The plant health improvement agents (PHIA) market, which consists of micronutrients, synthetic fertilizers and plant growth regulators (PGRs), is growing steadily in North America mainly due to demand from the food, biofuel and plant-based chemicals industries. Rising healthcare costs combined with healthier eating trends have resulted in increased demand for high-value niche foods such as proteins, nuts, vitamins and minerals allowing for increased PHIA use in horticulture. The Renewable Fuel Standard and other regulations aimed at reducing carbon footprint through use of biofuels and natural products further support market demand.
New analysis from Frost & Sullivan, "Analysis of the North American Plant Health Improvement Agents (PHIA) Market," finds that the market earned revenues of $15.45 billion in 2013 and estimates this to reach $19.66 billion by 2020. While synthetic fertilizers dominate the North American market with a 91.4 percent share, educated farmers are influencing the development and marketing of high-value products such as micronutrients and PGRs.

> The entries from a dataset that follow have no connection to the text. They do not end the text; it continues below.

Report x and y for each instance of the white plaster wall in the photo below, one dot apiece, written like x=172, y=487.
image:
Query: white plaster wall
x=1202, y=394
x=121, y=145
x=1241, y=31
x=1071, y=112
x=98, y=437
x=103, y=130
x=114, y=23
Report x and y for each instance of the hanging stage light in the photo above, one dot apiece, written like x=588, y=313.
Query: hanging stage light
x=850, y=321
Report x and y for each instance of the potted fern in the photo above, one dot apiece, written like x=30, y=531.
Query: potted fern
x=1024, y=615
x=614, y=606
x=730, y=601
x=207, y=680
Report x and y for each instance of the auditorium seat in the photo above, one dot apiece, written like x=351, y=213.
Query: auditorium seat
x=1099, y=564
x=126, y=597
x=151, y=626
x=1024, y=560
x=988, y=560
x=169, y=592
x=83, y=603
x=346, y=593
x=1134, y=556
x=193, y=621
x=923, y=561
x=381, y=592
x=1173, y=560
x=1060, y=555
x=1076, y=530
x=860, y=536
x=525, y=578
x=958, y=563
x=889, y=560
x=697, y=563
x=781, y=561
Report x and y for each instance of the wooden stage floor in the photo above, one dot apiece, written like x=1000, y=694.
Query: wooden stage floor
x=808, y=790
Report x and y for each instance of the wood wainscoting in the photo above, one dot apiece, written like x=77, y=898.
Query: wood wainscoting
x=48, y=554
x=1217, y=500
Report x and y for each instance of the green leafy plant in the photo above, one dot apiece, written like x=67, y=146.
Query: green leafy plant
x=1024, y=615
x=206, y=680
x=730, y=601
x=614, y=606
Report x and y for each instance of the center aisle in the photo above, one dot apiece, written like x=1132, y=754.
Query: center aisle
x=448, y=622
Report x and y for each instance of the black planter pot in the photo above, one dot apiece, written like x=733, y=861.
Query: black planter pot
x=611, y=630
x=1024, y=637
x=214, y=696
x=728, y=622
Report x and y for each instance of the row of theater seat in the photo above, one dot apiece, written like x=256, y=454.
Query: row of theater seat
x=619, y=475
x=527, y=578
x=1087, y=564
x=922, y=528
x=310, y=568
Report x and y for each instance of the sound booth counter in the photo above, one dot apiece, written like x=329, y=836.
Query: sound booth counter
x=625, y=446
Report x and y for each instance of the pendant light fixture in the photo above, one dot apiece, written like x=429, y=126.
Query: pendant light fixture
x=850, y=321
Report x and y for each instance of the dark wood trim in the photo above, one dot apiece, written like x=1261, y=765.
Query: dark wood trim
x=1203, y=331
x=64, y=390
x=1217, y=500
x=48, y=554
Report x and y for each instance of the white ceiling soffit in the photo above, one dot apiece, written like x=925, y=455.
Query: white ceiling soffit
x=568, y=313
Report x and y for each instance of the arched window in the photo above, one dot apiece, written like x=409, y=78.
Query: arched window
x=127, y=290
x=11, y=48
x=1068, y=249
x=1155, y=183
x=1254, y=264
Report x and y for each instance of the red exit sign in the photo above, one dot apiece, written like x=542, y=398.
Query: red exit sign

“Rapid advances in plant genetics and seed technology can outpace nutrient innovation and reduce dependence on standard bulk fertilizers,” said Frost & Sullivan Chemicals, Materials and Food Research Analyst Reuben Sequeira. “To sidestep this threat, PHIA market participants are developing new plant nutrient technologies, such as chelated and complexed micronutrients to complement the modern plant.”
However, fluctuating weather, planting and demand patterns in the region alter the balance of nutrient supply and demand creating price volatility in the PHIA market. While nutrient companies are adapting, this issue still affects upstream capacity utilization, especially as excess supply lowers nutrient prices for prolonged periods of time.
Companies that have sustained above-market growth in the midst of demand and price instability are those that maintain strong relationships with customers through well-developed distribution pipelines. These companies anticipate concerns and reduce risk through long-term contracts that ensure steady return on investment for growers.
“Such distribution partnerships will help suppliers meet growers’ needs with highly effective and advanced products,” noted Sequeira. “Innovative products, such as controlled-release fertilizers, micronutrient-bulk fertilizer blends, and targeted micronutrients will also morph into substitutes for bulk nutrients.”